The Mumps source distro now contains:
The legacy (2000) Mumps Interpreter,
The ISR project which is written in Mumps and MDH,
The Inverse Document Frequency Weighted Genomic Sequence Retrieval,
The Glade Compiler,
The OHSU Medline Database.
Mumps Programming Language Tutorial & Examples YouTube Playlist
(Also, see below)
High-res copy of an hierarchical medical record diagram
EER Relational Database Version of the Hierarchical Model
The MDH (Multi-Dimensional and Hierarchical) Toolkit is a collection of C++
classes and code to emulate many Mumps features in C++:
Multi-Dimensional & Hierarchical Toolkit Users' Guide (PDF)
Beginning in 1966, the Mumps programming language (also referred to as M), was developed by Neil Pappalardo and others in Dr. Octo Barnett's lab at the Massachusetts General Hospital on a PDP-7. It was later ported to a number of machines including the PDP-11 and VAX.
Mumps is a general purpose programming language that supports a novel, native, hierarchical database facility. The acronym stands for the Massachusetts General Hospital Utility Multi-programming System. It is widely used in financial and clinical applications and remains to this day the basis of the U.S. Veterans Administration's computerized medical record system VistA (Veterans Health Information Systems and Technology Architecture), the largest of its kind in the world.
As originally conceived, Mumps differs from other mini-computer based languages by providing a:
-
Hierarchical database facility. Mumps data sets are not only organized along traditional sequential and direct access methods, but also as trees whose data nodes can addressed as path descriptions in a manner which is easy for a novice programmer to master in a relatively short time;
-
Flexible and powerful string manipulation facilities. Mumps built-in string manipulation operators and functions provide programmers with access to efficient means to accomplish complex string manipulation and pattern matching operations.
Syntactically, Mumps is based on an earlier language named JOSS and has an appearance
similar to early versions of BASIC which was also based on JOSS. Another feature of Mumps which distinguished it from other language environments at the time was its ability to run multiple applications and serve multiple users concurrently on very primitive computers.
Over the years, a number of implementations were developed. Many of these are now
extinct or have evolved considerably from their original base. As the early
implementations began to differ linguistically from on another, an effort to
standardize Mumps began. This culminated in the 1977 ANSI standard for Mumps (X11.1-1977).
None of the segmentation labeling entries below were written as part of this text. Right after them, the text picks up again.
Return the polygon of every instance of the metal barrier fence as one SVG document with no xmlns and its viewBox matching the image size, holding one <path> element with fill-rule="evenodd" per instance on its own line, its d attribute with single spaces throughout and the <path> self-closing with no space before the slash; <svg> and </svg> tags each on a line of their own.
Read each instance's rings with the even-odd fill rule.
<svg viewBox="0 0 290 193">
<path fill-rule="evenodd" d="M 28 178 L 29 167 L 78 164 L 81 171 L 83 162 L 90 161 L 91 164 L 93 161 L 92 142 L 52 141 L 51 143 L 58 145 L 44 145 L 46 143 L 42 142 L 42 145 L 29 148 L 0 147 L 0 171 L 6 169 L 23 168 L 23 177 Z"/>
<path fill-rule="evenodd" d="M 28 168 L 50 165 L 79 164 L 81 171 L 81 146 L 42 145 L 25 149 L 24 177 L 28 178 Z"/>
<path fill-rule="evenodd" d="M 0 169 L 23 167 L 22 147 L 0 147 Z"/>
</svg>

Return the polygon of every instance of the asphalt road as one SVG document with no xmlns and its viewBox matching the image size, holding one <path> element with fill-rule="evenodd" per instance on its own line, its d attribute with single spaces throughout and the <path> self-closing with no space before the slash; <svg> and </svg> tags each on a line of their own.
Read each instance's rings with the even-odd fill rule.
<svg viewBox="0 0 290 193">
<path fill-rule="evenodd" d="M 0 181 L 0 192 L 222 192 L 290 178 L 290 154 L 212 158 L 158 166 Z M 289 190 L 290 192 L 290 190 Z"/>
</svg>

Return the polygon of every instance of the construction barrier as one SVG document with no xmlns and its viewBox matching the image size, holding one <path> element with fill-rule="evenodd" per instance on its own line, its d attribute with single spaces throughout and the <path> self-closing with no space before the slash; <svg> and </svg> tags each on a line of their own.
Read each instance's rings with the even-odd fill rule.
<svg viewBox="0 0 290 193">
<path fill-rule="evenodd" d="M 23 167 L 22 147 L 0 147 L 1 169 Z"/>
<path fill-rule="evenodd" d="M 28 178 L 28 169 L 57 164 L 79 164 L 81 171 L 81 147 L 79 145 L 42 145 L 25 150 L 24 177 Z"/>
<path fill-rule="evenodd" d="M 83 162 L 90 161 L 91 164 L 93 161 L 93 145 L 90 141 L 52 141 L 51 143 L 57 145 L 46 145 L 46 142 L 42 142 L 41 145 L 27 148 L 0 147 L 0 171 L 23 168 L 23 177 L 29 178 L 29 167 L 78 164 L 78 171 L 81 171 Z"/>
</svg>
The standards effort continued until 1995 when the last standard was published
(see: American National Standard for Information Systems - Programming
Languages - M ANSI/MDC X11.1-1995). Since then, the standards writing
Mumps Development Committee has disbanded and there have been no new standards
developed. At present, the 1995 standard has lapsed in the United States but
remains in effect as ISO (ISO/IEC 11756:1999). Also, as of 1995, there were
related standards either published or in development for Mumps system
interconnections (X11.2), a graphical kernel definition (X11.3), X-window
binding (X11.4), TCP-IP binding (X11.5) and a windowing API (X11.6). These
have also lapsed in the United Sates but some are still in effect at ISO.
GPL Mumps is distributed in source code for Linux and Cygwin (for MS Windows).
It is licensed under the Gnu General Public License V2 and may be redistributed
subject to the conditions of the license. The package includes a robust Mumps
interpreter, a Mumps compiler (not up to date) and a Mumps-like class library
for C++ (MDH).
For the most part, GPL Mumps follows the 1995 standard but those areas where it deviates
from the standard are highlighted in the documentation. In addition to supporting a builtin
database, the GPL Mumps permits storage of the Mumps global arrays in relational database
management systems. At present, this includes sqlite3. When the globals are
stored in one of the RDBMS systems, they become ACID compliant and accessible by
means of SQL queries.
Also available is an document indexing, classification and
retrieval sytem using the vector space model written in Mumps.